Last week when I had 5 patients, I felt comfortable and like I was doing very well. When I progressed to 6, it was different but doable. Now knowing I need to get to 7 is very stressful for me. The last 2 nocs, I had a patient that was end of life care in isolation. Caring for this man and his family was exhausting. I did everything to make this man comfortable and serve the family (anti-anxiety and pain meds, Lasix, scop patches, emotional support, teaching). I left the hospital this morning, somehow made it home, and completely fell out. Right now I have no memory of anything that happened after I left work.

I can accept that my floor has this type of staffing ratio, but how am I supposed to handle that with complex patients? Not to mention, I might start off with a busy 6 and get an admission...if I would've gotten an admission last noc I'd have been royally screwed.

Specializes in Pediatric Cardiology.

Honestly some nights will suck and you will feel totally overwhelmed. I have those nights and I have been on my floor for 1 1/2 years.

Not every night will make you feel this way though. As you progress you will get faster and more efficient and be able to handle your patient load. Give it time.

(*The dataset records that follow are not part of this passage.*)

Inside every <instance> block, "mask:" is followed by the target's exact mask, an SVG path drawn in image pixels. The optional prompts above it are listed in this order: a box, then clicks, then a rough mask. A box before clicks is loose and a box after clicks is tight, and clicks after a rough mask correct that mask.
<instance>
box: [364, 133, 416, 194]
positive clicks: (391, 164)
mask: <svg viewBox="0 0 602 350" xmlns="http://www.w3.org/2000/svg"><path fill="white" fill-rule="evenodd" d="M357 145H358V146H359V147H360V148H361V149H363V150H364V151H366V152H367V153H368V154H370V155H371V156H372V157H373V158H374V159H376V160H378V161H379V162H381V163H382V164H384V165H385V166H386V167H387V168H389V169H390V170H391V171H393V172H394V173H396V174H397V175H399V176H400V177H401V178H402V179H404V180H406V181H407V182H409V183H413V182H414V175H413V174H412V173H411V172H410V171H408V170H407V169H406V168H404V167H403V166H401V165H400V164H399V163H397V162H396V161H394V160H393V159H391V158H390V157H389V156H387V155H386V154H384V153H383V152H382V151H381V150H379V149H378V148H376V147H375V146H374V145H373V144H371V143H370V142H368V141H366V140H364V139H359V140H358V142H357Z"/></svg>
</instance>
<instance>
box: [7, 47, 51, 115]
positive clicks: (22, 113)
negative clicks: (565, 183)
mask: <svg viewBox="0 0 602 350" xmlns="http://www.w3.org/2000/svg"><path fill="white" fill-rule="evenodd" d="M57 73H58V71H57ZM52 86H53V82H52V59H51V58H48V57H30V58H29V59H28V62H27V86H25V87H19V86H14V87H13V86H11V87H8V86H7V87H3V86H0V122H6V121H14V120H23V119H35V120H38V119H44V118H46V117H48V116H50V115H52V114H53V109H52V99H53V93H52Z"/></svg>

Specializes in Cardiology.

As my manager said to me, a new intermediate care cardiac tele nurse, just about a year ago, "I promise it will get better. Give it a year."

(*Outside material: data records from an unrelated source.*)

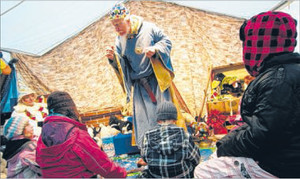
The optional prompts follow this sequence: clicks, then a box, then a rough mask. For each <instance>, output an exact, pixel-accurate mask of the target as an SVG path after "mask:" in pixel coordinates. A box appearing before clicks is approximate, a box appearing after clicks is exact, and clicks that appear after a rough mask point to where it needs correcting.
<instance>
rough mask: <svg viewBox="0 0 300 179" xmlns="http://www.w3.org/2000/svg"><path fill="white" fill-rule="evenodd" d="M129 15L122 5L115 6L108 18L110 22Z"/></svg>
mask: <svg viewBox="0 0 300 179" xmlns="http://www.w3.org/2000/svg"><path fill="white" fill-rule="evenodd" d="M127 15H129V10H128V9H127V8H126V7H125V6H124V4H123V3H120V4H116V5H115V6H114V7H113V8H112V9H111V11H110V16H109V18H110V19H111V20H115V19H125V17H126V16H127Z"/></svg>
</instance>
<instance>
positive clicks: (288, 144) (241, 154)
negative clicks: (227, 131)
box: [217, 53, 300, 178]
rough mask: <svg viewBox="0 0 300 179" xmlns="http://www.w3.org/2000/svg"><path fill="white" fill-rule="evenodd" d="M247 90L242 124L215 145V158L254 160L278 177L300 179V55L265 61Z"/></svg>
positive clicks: (241, 104) (268, 171)
mask: <svg viewBox="0 0 300 179" xmlns="http://www.w3.org/2000/svg"><path fill="white" fill-rule="evenodd" d="M259 71H260V74H259V75H258V76H257V77H256V79H255V80H253V81H252V82H251V83H250V85H249V86H248V88H247V89H246V91H245V93H244V96H243V99H242V103H241V116H242V119H243V120H244V121H245V124H244V125H243V126H241V127H240V128H238V129H237V130H235V131H233V132H231V133H229V134H228V135H226V136H225V137H224V138H223V139H221V140H220V141H219V142H218V143H217V147H218V150H217V154H218V156H219V157H220V156H234V157H248V158H253V159H254V160H255V161H258V162H259V165H260V167H261V168H263V169H264V170H266V171H268V172H269V173H271V174H273V175H275V176H277V177H284V178H287V177H300V55H299V54H298V53H288V54H282V55H279V56H274V57H272V58H269V59H266V60H265V61H264V63H263V65H262V68H261V69H260V70H259Z"/></svg>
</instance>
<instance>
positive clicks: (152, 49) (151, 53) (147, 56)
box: [145, 47, 155, 58]
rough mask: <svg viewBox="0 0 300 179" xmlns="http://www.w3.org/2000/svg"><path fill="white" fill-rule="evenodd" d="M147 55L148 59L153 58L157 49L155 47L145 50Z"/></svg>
mask: <svg viewBox="0 0 300 179" xmlns="http://www.w3.org/2000/svg"><path fill="white" fill-rule="evenodd" d="M145 54H146V56H147V57H148V58H151V57H152V56H153V55H154V54H155V48H154V47H147V48H145Z"/></svg>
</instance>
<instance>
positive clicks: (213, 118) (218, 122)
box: [207, 110, 228, 134]
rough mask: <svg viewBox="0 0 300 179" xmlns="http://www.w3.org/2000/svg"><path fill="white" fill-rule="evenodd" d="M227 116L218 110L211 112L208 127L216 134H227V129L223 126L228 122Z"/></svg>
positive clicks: (208, 119) (207, 124)
mask: <svg viewBox="0 0 300 179" xmlns="http://www.w3.org/2000/svg"><path fill="white" fill-rule="evenodd" d="M226 118H227V117H226V116H225V115H223V114H221V113H220V111H218V110H211V111H210V114H209V115H208V117H207V125H208V126H210V127H212V128H213V129H214V133H215V134H227V133H228V132H227V129H226V127H225V126H224V125H223V124H224V122H225V121H226Z"/></svg>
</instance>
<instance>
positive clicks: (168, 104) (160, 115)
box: [156, 101, 177, 120]
mask: <svg viewBox="0 0 300 179" xmlns="http://www.w3.org/2000/svg"><path fill="white" fill-rule="evenodd" d="M156 114H157V120H172V119H175V120H177V109H176V107H175V105H174V104H173V103H172V102H168V101H166V102H163V103H161V104H159V105H158V106H157V109H156Z"/></svg>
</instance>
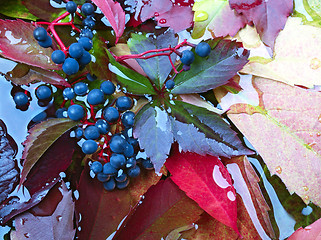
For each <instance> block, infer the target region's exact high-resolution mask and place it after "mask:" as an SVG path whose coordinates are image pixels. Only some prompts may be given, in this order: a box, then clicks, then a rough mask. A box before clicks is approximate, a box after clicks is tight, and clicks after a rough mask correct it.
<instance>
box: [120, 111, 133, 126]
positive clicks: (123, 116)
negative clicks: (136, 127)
mask: <svg viewBox="0 0 321 240" xmlns="http://www.w3.org/2000/svg"><path fill="white" fill-rule="evenodd" d="M121 122H122V123H123V125H124V127H125V128H131V127H132V126H134V122H135V113H133V112H132V111H127V112H124V113H123V115H122V116H121Z"/></svg>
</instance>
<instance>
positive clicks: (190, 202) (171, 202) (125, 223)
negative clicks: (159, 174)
mask: <svg viewBox="0 0 321 240" xmlns="http://www.w3.org/2000/svg"><path fill="white" fill-rule="evenodd" d="M202 212H203V210H202V209H201V208H200V207H199V206H198V205H197V204H196V203H195V202H194V201H193V200H191V199H190V198H188V197H187V196H186V195H185V194H184V192H183V191H181V190H180V189H179V188H178V187H177V186H176V185H175V183H174V182H173V181H172V180H171V179H170V178H168V179H166V180H165V181H164V180H161V181H159V182H158V183H157V184H156V185H155V186H152V187H151V188H149V190H148V191H147V192H146V194H145V195H144V198H143V199H142V202H141V203H140V204H138V205H137V206H136V207H135V209H133V210H132V212H131V214H130V215H129V216H128V217H127V218H126V219H125V221H124V223H123V224H122V226H121V227H120V228H119V230H118V231H117V233H116V235H115V239H118V240H122V239H126V240H133V239H140V240H143V239H146V240H147V239H161V238H162V237H166V236H167V235H168V234H169V233H170V232H171V231H172V230H174V229H176V228H178V227H182V226H185V225H187V224H191V223H193V222H195V221H196V220H198V219H199V215H200V214H201V213H202Z"/></svg>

You know what? She was right. At about the 5 month mark, things got so much better. I still have bad nights, but provided I don't follow the same horrid nurse every evening, the good nights outweigh the bad.

Give yourself time. It WILL get better!

Specializes in Orthopedic, LTC, STR, Med-Surg, Tele.

The first night I got floated to med-surg (as a new grad who had never had more than 5 patients before), I had 7 patients, one on hospice, who died at 0600. Oh my gosh, I was so drained by the time I got home. I think you'll be fine - you are still on orientation, which is great, and will give you some time to get used to having 7 patients before being totally on your own. It IS intimidating, but will you have 7 patients every single night? Serious question, because other times that I have been floated there I have been pleasantly surprised with 3 or 4 patients on nocs. But anyway. Hang in there, it gets better :)

Specializes in Medical Oncology, Alzheimer/dementia.

No, I don't believe I'll have 7 patients every noc. But it looks like if you have less than that, you're up for the next admission...which can sometimes be worse than starting off with more.

Thanks for the encouragement everybody. I know it'll get better as I get used to it. My preceptors tell me I'm doing really well. The last one said "it was a tough assignment, and you handled it great." Always nice to hear.

Damn. That sucks. I'm working a Med-Surg unit, 8 months of experience, and I can't imagine 7 patients. State law limits us to 5 and those 5 can be totally overwhelming. I know that when tele nurses float to our unit the extra 1 patient is tough for them, too. I don't think I could handle moving to another state with less strict patient to nurse ratios after starting in California.

Specializes in LTC, med/surg, hospice.

Your time management skills get better as you progress. 7 is a lot even on nights though. You just have to learn how to cut out the fluff when possible and make every hour count. Hopefully the wild nights are few and far between.